No one had noticed Ben standing in the door. “Jimmy Earl, you can’t leave us. What would I do without you here?” The three Reed family members turned toward Ben. Poppa, shoulders sagging, walked out of the house and toward the barn. It was as if his rigid anger had been wrung out, and Elizabeth could only form one word watching him: sadness.
Jimmy Earl stormed into his room, slamming the door behind him. Elizabeth put her arm around Ben as he sobbed, “It’s always about that dang war, ain’t it?”
She stroked his hair. “It seems like everything is tied to that war. Soldiers, maneuvers, the news, the radio, everything.”
“Jimmy Earl can’t really join the army, can he?”
“He’s seventeen. He could probably get in with a parent’s signature.”
They walked hand in hand to the porch, where Elizabeth sank into the swing and put her arm around her little brother. “Bradley, we never know from day to day what’s going to happen.”
“Why’d you call me Bradley?”
“I didn’t call you Bradley.”
“Yes, you did.
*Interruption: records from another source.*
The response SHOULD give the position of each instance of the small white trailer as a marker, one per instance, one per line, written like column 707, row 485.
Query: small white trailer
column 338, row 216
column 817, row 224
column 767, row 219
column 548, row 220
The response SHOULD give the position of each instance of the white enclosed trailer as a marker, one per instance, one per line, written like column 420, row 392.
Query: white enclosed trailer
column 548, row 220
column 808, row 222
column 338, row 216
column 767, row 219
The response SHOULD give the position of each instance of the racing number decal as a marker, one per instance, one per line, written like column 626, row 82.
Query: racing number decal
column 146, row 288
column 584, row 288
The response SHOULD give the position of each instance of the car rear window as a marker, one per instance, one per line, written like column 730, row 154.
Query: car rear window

Who’s Bradley?”
“I’m sorry Ben. Bradley was . . . someone I knew in Shreveport.” She glanced down. “He reminded me of you.”
“Then he must be a fine fellow.”
Ben leapt off the porch, hitting the tire swing in full stride. Elizabeth sat in the swing, the only sounds being the distant drone of an overhead plane, the creaking of the swing chains, and her little brother’s whistling as he swung.
There was no doubt. He was whistling “Lindbergh, The Eagle of the USA.”